Question 3 - "I have scheduled tasks running on computers which run under the local SYSTEM account, but when they try to execute commands or access resources from remote UNC shares, they are denied access.  What am I doing wrong?"

Answer:  Two things... the first problem is that you're not sending me cash to help me pay my bills.  Just kidding.  Second, you didn't grant sufficient permissions to the share and/or the underlying NTFS folder path.  Remember, the local SYSTEM account runs as a proxy for the computer itself (when operating in a domain context).  So, when it knocks on the door of a remote shared resource, that resource sees the domain computer account in the peep hole.  (you thought I was going to say glory hole, didn't you?  sick puppy you are).

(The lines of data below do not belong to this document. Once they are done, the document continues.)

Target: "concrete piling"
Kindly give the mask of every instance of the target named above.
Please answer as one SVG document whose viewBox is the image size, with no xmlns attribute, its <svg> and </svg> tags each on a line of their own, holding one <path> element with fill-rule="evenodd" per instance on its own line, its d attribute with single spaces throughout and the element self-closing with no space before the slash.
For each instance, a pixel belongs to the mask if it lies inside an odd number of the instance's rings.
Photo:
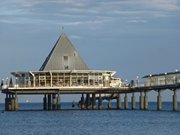
<svg viewBox="0 0 180 135">
<path fill-rule="evenodd" d="M 139 107 L 140 107 L 140 110 L 144 110 L 143 92 L 140 92 L 140 96 L 139 96 Z"/>
<path fill-rule="evenodd" d="M 46 97 L 46 94 L 44 95 L 44 98 L 43 98 L 43 109 L 47 110 L 47 97 Z"/>
<path fill-rule="evenodd" d="M 94 93 L 92 94 L 92 109 L 96 109 L 96 97 Z"/>
<path fill-rule="evenodd" d="M 177 111 L 178 110 L 178 102 L 177 102 L 177 90 L 174 90 L 174 95 L 173 95 L 173 111 Z"/>
<path fill-rule="evenodd" d="M 15 98 L 14 98 L 14 94 L 12 94 L 12 98 L 11 98 L 11 111 L 15 111 Z"/>
<path fill-rule="evenodd" d="M 48 94 L 48 110 L 51 110 L 51 94 Z"/>
<path fill-rule="evenodd" d="M 111 100 L 108 100 L 108 109 L 111 109 L 112 105 L 111 105 Z"/>
<path fill-rule="evenodd" d="M 58 93 L 58 96 L 57 96 L 56 105 L 57 105 L 57 110 L 60 110 L 61 109 L 61 97 L 60 97 L 59 93 Z"/>
<path fill-rule="evenodd" d="M 124 109 L 128 110 L 128 95 L 127 95 L 127 93 L 125 93 L 125 96 L 124 96 Z"/>
<path fill-rule="evenodd" d="M 148 96 L 147 96 L 147 91 L 144 92 L 144 110 L 148 110 Z"/>
<path fill-rule="evenodd" d="M 18 96 L 17 96 L 17 93 L 15 93 L 15 108 L 14 108 L 15 111 L 18 111 Z"/>
<path fill-rule="evenodd" d="M 102 97 L 101 97 L 101 94 L 99 94 L 98 109 L 99 109 L 99 110 L 102 110 L 102 108 L 103 108 Z"/>
<path fill-rule="evenodd" d="M 8 111 L 12 111 L 12 97 L 11 97 L 11 94 L 9 94 L 9 97 L 8 97 Z"/>
<path fill-rule="evenodd" d="M 52 94 L 52 110 L 56 110 L 56 94 Z"/>
<path fill-rule="evenodd" d="M 86 109 L 87 110 L 90 109 L 90 95 L 89 94 L 86 95 Z"/>
<path fill-rule="evenodd" d="M 6 93 L 6 98 L 5 98 L 5 110 L 8 111 L 8 94 Z"/>
<path fill-rule="evenodd" d="M 136 97 L 135 97 L 135 93 L 132 93 L 131 104 L 132 104 L 132 110 L 135 110 L 136 109 Z"/>
<path fill-rule="evenodd" d="M 81 96 L 81 110 L 84 110 L 84 94 Z"/>
<path fill-rule="evenodd" d="M 117 96 L 117 109 L 121 109 L 121 95 L 120 94 L 118 94 L 118 96 Z"/>
<path fill-rule="evenodd" d="M 161 111 L 161 110 L 162 110 L 161 90 L 158 91 L 158 96 L 157 96 L 157 110 L 158 110 L 158 111 Z"/>
</svg>

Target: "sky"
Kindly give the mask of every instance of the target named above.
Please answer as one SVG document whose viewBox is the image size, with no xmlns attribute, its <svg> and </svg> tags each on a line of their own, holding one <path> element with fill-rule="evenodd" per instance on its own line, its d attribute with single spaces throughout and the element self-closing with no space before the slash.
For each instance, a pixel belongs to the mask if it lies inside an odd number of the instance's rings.
<svg viewBox="0 0 180 135">
<path fill-rule="evenodd" d="M 4 0 L 0 79 L 39 70 L 62 31 L 90 69 L 115 70 L 129 81 L 180 70 L 180 0 Z M 163 98 L 172 100 L 171 92 Z"/>
</svg>

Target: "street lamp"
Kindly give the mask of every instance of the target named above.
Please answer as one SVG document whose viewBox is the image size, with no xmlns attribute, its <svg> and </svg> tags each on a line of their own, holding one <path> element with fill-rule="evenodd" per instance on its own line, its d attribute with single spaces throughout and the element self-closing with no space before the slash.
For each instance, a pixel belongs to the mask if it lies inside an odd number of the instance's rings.
<svg viewBox="0 0 180 135">
<path fill-rule="evenodd" d="M 151 77 L 152 77 L 152 75 L 150 74 L 149 76 L 150 76 L 150 87 L 151 87 Z"/>
<path fill-rule="evenodd" d="M 136 84 L 137 84 L 137 87 L 139 85 L 139 76 L 136 76 Z"/>
</svg>

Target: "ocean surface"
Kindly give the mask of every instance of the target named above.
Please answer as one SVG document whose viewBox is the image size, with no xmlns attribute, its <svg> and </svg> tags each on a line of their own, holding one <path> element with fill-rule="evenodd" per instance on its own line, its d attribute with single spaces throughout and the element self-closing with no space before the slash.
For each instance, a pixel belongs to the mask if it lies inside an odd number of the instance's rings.
<svg viewBox="0 0 180 135">
<path fill-rule="evenodd" d="M 5 112 L 0 104 L 0 135 L 180 135 L 180 111 L 173 112 L 171 102 L 164 102 L 161 112 L 154 102 L 149 111 L 81 111 L 71 103 L 62 108 L 42 111 L 40 103 L 21 103 L 21 111 Z"/>
</svg>

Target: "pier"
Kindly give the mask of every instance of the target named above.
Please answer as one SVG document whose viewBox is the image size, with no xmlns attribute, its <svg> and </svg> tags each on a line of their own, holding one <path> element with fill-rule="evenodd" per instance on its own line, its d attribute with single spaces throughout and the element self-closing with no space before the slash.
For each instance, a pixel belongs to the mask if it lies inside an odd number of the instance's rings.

For example, if one computer is "DT1234" and is running a task that requests a connection to server "FS0005", then that server will see "DT1234$" (they append the dollar sign to indicate you paid a lot of money for that license.  ha ha . kidding again).  Actually, if the domain is "constoso.com", then the server sees user "CONTOSO\DT1234$" (NetBIOS name + computer sAMAccountName) knocking at the door.

By default, domain-joined computer accounts are not members of the AD domain "everyone" or "domain users" security groups.  They're not even members of any group (by default) besides "Domain Computers".  Therefore, you need to grant rights on resources to that domain security group, and your domain-joined computers should be able to knock at the door and get some free food.

TIP: a simple way to test local SYSTEM access to remote shares, is to use the "psexec.exe" utility (Microsoft/Sysinternals) with the "/s" option to launch CMD.exe.  Then within the command console, running in the local SYSTEM context, try to connect or query remote resources to see what happens.

Question 4 - "I'm building a custom app/script that helps manage things within System Center Configuration Manager 2012 R2.  It needs to read and write information as well, but it looks like I can do that by ADO and SQL commands, or by WMI and WBEM commands. Which should I use?"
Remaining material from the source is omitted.